Once more, in writing about Nolan’s Batman cycle, I find myself reveling in the complexities of its themes and making new realizations as I ponder how to express them here.  In the end, however, these films- each one of them, in their own distinctive way- speak for themselves.  With his final chapter, this gifted director has once again created a movie which stands firmly on its own merits, building an epic structure on its own individual themes, while maintaining and bringing to fruition the elements of the entire trilogy.  He does it in his characteristically detailed style, full of arresting visuals, fluid camera work, spectacular action sequences, and intimate moments of unexpected emotional power.  He gives full deference to the importance of character while simultaneously driving the complex plot at full speed, juggles themes within themes while devoting every moment of screen time to the progression of the story, and manages a sweeping social and political allegory in the midst of an explosive action fantasy.  There may be those who quibble about his motives, or who take exception to his re-interpretation of the iconic characters and conceits of the Batman premise, but such concerns are, quite frankly, moot in the scope of what he has accomplished here.  The Dark Knight Rises is the final proof, if more were needed, that Christopher Nolan has done what no other director has done before him: transcended the “comic book” genre to create an intelligent, mature and wholly sophisticated series of films that is worthy to stand with the great socially significant films of our time- more worthy, in fact, than most of the self-consciously highbrow self-styled “art” films that Hollywood tries to pass off around awards season.  For this (though he is not likely to win any of those awards himself- the stigma against this kind of fantasy content still seems too strong for that), he deserves all the accolades he has received so far, as well as the satisfaction of his phenomenal box office success.

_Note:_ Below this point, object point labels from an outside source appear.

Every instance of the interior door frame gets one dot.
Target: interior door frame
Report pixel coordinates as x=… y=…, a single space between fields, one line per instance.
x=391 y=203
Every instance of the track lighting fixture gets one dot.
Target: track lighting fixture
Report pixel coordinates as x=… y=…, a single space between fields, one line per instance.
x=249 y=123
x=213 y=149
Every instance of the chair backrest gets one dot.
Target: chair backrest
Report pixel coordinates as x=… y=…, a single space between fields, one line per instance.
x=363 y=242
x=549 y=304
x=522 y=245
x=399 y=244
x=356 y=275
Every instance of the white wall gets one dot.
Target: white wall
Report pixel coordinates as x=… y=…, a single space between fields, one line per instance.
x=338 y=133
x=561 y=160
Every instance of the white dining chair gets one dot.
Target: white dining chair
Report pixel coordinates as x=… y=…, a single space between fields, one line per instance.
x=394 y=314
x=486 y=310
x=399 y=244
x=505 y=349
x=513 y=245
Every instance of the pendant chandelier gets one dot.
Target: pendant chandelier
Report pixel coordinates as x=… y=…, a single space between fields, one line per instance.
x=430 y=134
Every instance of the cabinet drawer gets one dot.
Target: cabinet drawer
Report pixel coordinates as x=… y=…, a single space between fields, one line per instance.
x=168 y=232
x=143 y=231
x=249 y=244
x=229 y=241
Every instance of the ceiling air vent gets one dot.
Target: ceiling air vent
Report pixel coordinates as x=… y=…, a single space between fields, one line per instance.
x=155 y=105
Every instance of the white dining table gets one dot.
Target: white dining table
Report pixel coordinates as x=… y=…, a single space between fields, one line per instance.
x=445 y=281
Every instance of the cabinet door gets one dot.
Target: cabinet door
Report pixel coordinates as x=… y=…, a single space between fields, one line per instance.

Part of Nolan’s success with all of these films, of course, lies in the work of the people he has chosen to work with him, and the names in the credits that roll at the end of this one show more or less the same list of usual suspects.  Once again, the design team is headed by Nathan Crowley (this time co-credited with Kevin Kavanaugh as production designers), and once again they have provided us with new and exciting gadgets to go with the old favorites, as well as giving Gotham yet another new look- it’s still a spectacular city, but somehow not so new and shiny, a little worn down and lived-in, and with a dirtier, more East-Coast-urban feel to it.  The locations, as always, have something to do with this, with recognizable landmarks from New York, Pittsburgh, and Los Angeles underlining the sense that this is truly meant to be a microcosmic world representing an entire culture; but the look of its skyline, clearly created with some impressive digital cutting-and-pasting, conveys the feeling of a place with a soul all its own.  Wally Pfister’s cinematography continues with the gritty-but-slick style of The Dark Knight while also echoing the sepia-infused tone of Batman Begins, a highly appropriate approach for a film that draws its life from both; he complements the worn-down look of the city with a style that evokes bleakness, particularly in the visually striking scenes of Gotham in winter which come late in the film.  Hans Zimmer, working solo this time, gives us another driving score, incorporating more vocal instrumentation than usual but still, for the most part, focusing on mood and subliminal effect than overtly recognizable melodic sounds.  In short, The Dark Knight Rises gives us more of the same outstanding, exemplary work that made the first two entries in this trilogy so effective.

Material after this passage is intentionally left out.